Kyoya told her so. It wasn't the first time that the boys had spoken to her, but it was the first time one of them had tried to expressly warn the newcomer of their concerns. She had laughed, shockingly enough. The moment she did it her entire expression changed into something young and sweet, and by the way Tamaki's shoulders loosened up next to his own (the two of them often sequestered into a corner together, to allow the woman more prowling room), Kyoya knew she had won him over. Anything and everything beautiful always did.

Then the woman had padded over to them (she had arrived without shoes), and leaned forward to softly let them in on a secret:

"I'm going to get us out of here."

Crazy. Astonishment wove its way around the two, and then dread quickly followed a moment after. Maybe she was crazy. The woman saw the brief flashes of disbelief but seemed unoffended. Kyoya felt a bit of sickened despair. She had to be crazy; That's why the gangsters had resorted to drugging her. They were going to die in this dingy concrete coffin with a drugged up crazy person.

The door opened, slow and heavy. A single man walked in, in a dress shirt and black tie. The sleeves of his shirt were rolled up to reveal a kaleidoscope of designs, and from catching a glimpse of his hand as he slammed the door shut, the knuckles were scarred and adorned in rings. He spoke in a low and sharp sort of way; the cadence of a man who was used to getting what he wanted without trying very hard for it. He spoke only to the girl, who's drugged responses were suddenly slow and feeble.

(What would happen when they realized Kyoya was his father's youngest? He often wondered, but never said it out loud in fear of being overheard. Where was his family? Where was Tamaki's?)

"What's wrong with him?" someone gruffly asked.

"Nothing," Tamaki said quickly, and he tried nudging Kyoya to attention.

(As the son of two socialites and a dual citizen, the Suoh heir should have been counted as missing by now, and with him, Kyoya. So where was everyone? Where were the heros bursting in with their flashing lights and shock blankets? Did their friends know?)

"Hey, you." A hand gripped Kyoya's shoulder, digits digging painfully around his rather pronounced collarbone.

"Don't touch him!"

(They were going to find their bodies in a ditch somewhere, abandoned and cold and stiff-)

It wasn't until the woman let out a wild scream and something slammed Kyoya into the wall that he realized something had gone awry. The something had turned out to be Tamaki, who had desperately placed his own body between Kyoya's and the Yakuza member. There was a mess of limbs for a brief moment, and it took longer than that for everyone to regain their bearings. The woman had slammed her body against the gangster's, who slammed into the wall behind him and narrowly missed braining her fellow captives. The Yakuza let out a grunt and struggled with her for a bit, and seemed to be gaining on her.
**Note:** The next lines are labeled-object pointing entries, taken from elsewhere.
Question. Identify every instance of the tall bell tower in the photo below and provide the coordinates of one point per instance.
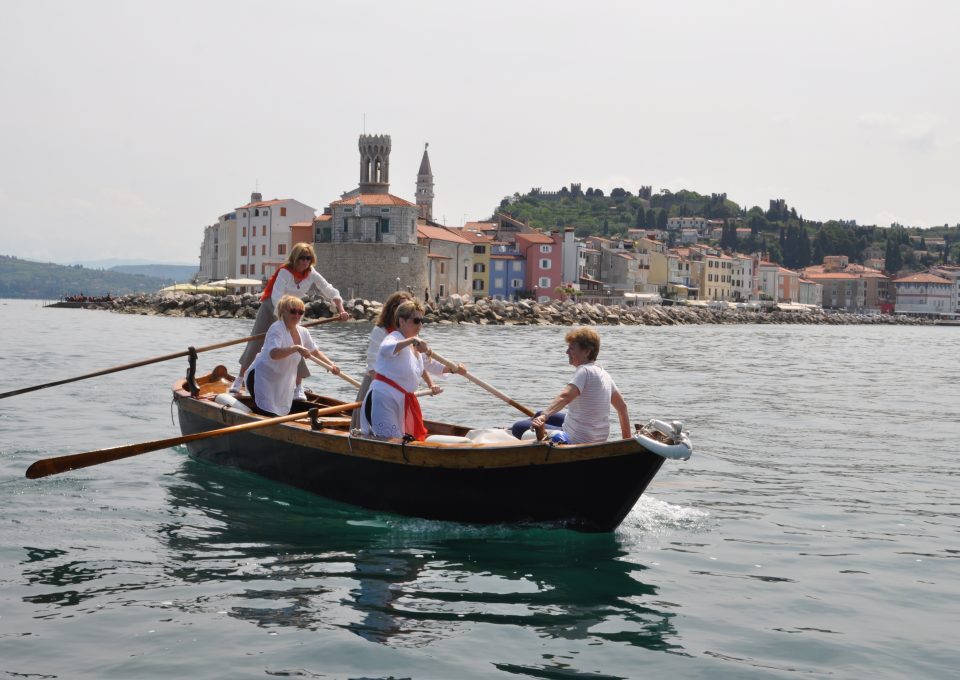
(425, 186)
(374, 164)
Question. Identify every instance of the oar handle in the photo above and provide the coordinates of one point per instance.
(53, 466)
(321, 362)
(154, 360)
(477, 381)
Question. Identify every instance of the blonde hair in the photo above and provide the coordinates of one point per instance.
(388, 315)
(288, 303)
(297, 251)
(405, 309)
(585, 338)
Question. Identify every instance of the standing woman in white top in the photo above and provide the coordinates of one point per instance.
(293, 278)
(272, 377)
(391, 408)
(589, 395)
(383, 327)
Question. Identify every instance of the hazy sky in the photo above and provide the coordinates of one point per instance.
(126, 127)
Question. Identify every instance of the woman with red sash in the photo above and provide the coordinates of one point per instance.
(391, 409)
(383, 327)
(293, 278)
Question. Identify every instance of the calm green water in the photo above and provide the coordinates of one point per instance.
(815, 532)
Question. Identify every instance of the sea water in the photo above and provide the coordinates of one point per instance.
(814, 533)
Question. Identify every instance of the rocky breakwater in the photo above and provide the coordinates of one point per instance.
(456, 309)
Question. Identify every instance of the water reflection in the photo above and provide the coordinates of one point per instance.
(279, 557)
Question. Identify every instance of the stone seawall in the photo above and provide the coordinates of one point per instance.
(496, 312)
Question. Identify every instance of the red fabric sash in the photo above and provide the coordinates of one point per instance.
(268, 289)
(412, 416)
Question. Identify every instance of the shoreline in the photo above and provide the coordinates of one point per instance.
(454, 310)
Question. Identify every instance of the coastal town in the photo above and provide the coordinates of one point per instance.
(370, 243)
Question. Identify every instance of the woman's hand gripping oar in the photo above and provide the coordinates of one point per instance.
(454, 368)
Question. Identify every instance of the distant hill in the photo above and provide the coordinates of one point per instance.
(177, 272)
(47, 281)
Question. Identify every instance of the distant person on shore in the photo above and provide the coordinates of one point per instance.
(390, 408)
(383, 327)
(293, 278)
(589, 395)
(272, 377)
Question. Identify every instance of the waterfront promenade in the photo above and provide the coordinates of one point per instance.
(499, 312)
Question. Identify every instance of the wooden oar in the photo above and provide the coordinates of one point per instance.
(53, 466)
(154, 360)
(352, 381)
(489, 388)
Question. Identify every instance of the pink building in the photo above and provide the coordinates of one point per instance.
(544, 258)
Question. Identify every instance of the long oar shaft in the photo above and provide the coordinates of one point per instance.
(349, 379)
(146, 362)
(53, 466)
(477, 381)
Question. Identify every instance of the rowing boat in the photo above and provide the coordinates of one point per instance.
(455, 475)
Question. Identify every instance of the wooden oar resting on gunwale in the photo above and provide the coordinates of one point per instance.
(53, 466)
(154, 360)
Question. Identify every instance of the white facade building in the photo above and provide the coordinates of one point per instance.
(263, 234)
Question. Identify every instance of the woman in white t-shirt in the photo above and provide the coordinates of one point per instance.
(272, 377)
(588, 396)
(296, 277)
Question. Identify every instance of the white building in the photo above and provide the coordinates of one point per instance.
(923, 294)
(263, 238)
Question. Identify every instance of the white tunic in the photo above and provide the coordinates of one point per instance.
(588, 416)
(276, 379)
(404, 368)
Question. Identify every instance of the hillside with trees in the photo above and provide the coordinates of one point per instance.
(780, 232)
(48, 281)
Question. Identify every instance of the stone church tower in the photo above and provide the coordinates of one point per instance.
(374, 164)
(425, 186)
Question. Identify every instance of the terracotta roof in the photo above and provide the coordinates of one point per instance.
(535, 237)
(263, 204)
(439, 234)
(923, 278)
(373, 199)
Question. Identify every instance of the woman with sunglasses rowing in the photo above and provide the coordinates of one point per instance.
(293, 278)
(390, 408)
(272, 378)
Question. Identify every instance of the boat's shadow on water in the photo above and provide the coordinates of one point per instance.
(276, 556)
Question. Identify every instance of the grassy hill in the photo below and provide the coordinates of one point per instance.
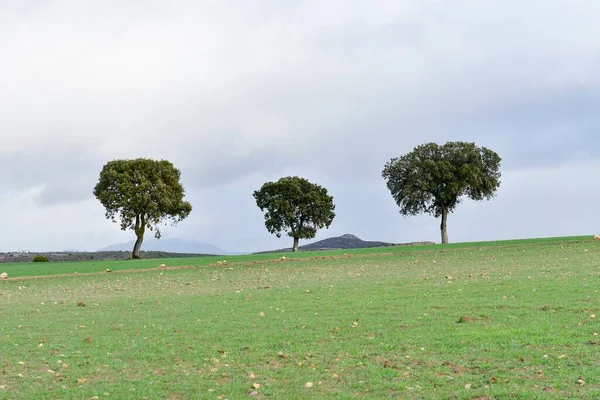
(491, 320)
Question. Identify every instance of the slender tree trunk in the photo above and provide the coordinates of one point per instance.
(140, 228)
(138, 245)
(443, 226)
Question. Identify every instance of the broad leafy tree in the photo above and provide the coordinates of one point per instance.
(435, 178)
(296, 206)
(141, 194)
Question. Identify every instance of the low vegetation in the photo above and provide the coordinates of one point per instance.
(514, 319)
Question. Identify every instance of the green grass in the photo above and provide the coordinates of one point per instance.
(511, 319)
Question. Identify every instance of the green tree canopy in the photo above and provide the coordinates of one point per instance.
(434, 179)
(296, 206)
(141, 193)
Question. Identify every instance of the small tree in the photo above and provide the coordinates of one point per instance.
(296, 206)
(433, 179)
(141, 193)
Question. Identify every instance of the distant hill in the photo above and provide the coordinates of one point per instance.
(346, 241)
(170, 246)
(61, 256)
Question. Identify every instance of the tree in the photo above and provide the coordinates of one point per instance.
(296, 206)
(433, 179)
(141, 193)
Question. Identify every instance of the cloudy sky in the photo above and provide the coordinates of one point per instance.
(237, 92)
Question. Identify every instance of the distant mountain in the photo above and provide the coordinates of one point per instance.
(346, 241)
(170, 246)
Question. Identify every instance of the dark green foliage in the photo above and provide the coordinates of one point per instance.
(141, 193)
(296, 206)
(433, 179)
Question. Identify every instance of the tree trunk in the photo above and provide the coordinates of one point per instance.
(443, 226)
(138, 245)
(140, 228)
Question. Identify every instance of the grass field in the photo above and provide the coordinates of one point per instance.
(495, 320)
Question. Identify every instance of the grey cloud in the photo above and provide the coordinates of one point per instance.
(237, 93)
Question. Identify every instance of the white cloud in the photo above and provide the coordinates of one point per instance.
(236, 93)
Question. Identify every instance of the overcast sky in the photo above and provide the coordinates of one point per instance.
(237, 92)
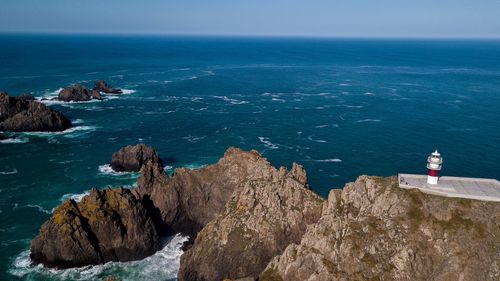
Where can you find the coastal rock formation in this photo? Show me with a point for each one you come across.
(107, 225)
(102, 86)
(132, 157)
(372, 230)
(262, 217)
(22, 114)
(190, 199)
(78, 93)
Tamaki was tossed to the ground by an elbow, and held his bleeding nose as he jumped right back into the fray.

(Kyoya had never seen him like that; blood and dirt were things that never stained Tamaki's skin, fear and hate were never supposed to bleed into his eyes like that.)

Kyoya couldn't move, paralyzed by the violence and speed of everything around him. Perhaps, if he was very still, it would sweep its eyes over him and miss him. He peaked through Tamaki's blond hair to see the fighting, but then Tamaki moved, and it was the three of them fighting and Kyoya alone in the corner.

If he got up, right then, Kyoya thought, if he got up he could go and-

The door opened again. Three more men showed up.

"Don't touch him!" Kyoya could make out again, and he noted that again, it was two voices that cried out for him. He slumped down, and he shut his eyes tightly. He knew how this ended.

That didn't make the taser hurt any less.